From another article titled Banks make $38bn from overdraft fees in the Financial Times last month:
“US banks stand to collect a record $38.5bn in fees for customer overdrafts this year, with the bulk of the revenue coming from the most financially stretched consumers amid the deepest recession since the 1930s, according to research. The fees are nearly double those reported in 2000.
Data from Moebs Services, a research company, show that the crisis has prompted many banks to lift charges on overdrafts and credit cards in order to boost profits.
The median bank overdraft fee has this year rose from $25 to $26, according to Moebs, the first time it has gone up in a recession for more than 40 years.”
Non-interest income is also considered to be more steady or stable compared to other types of incomes. An example of this would be a monthly service on a customer’s checking account say $7. Each month the bank can deduct $7 from the account without much effort especially if the account holder has a direct deposit into the account such as salary. That accounts to an easy $84 to the bank’s coffers each year.

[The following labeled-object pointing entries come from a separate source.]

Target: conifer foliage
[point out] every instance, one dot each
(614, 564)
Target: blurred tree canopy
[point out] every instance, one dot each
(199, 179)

The highest ranked bank for 2009 is the Bank of Hawaii Corp (BOH). Bank of Hawaii has been consistent performer for many years now. The other banks in among the top 5 are Bank of the Ozarks (OZRK), Northern Trust Corp (NTRS), First Financial Bankshares (FFIN) and S&T Bancorp (STBA).
In terms of year-to-date performance SVB Financial Group (SIVB), State Street Corporation (STT), Northern Trust Corp (NTRS), TCF Financial Corp (TCB) and BB&T Corp (BBT) are all up in the positive territory. SVB Financial Group (SIVB) is up 54.6% YTD while the worst performer S&T Bancorp (STBA) is down 62.1%.
The total deposits held by a bank is another factor that some investors use to select bank stocks. With the interest offered on deposits very low at most banks, those that can acquire large deposits at low costs can make large profits by lending them to credit-worthy customers at higher rates. In the “Banks to Bank On” column in the latest Business Week, David Ellison, manager of FBR Small Cap Financial Fund (FBRSX) and FBR Large Cap Financial Fund (FBRFX) suggests this approach.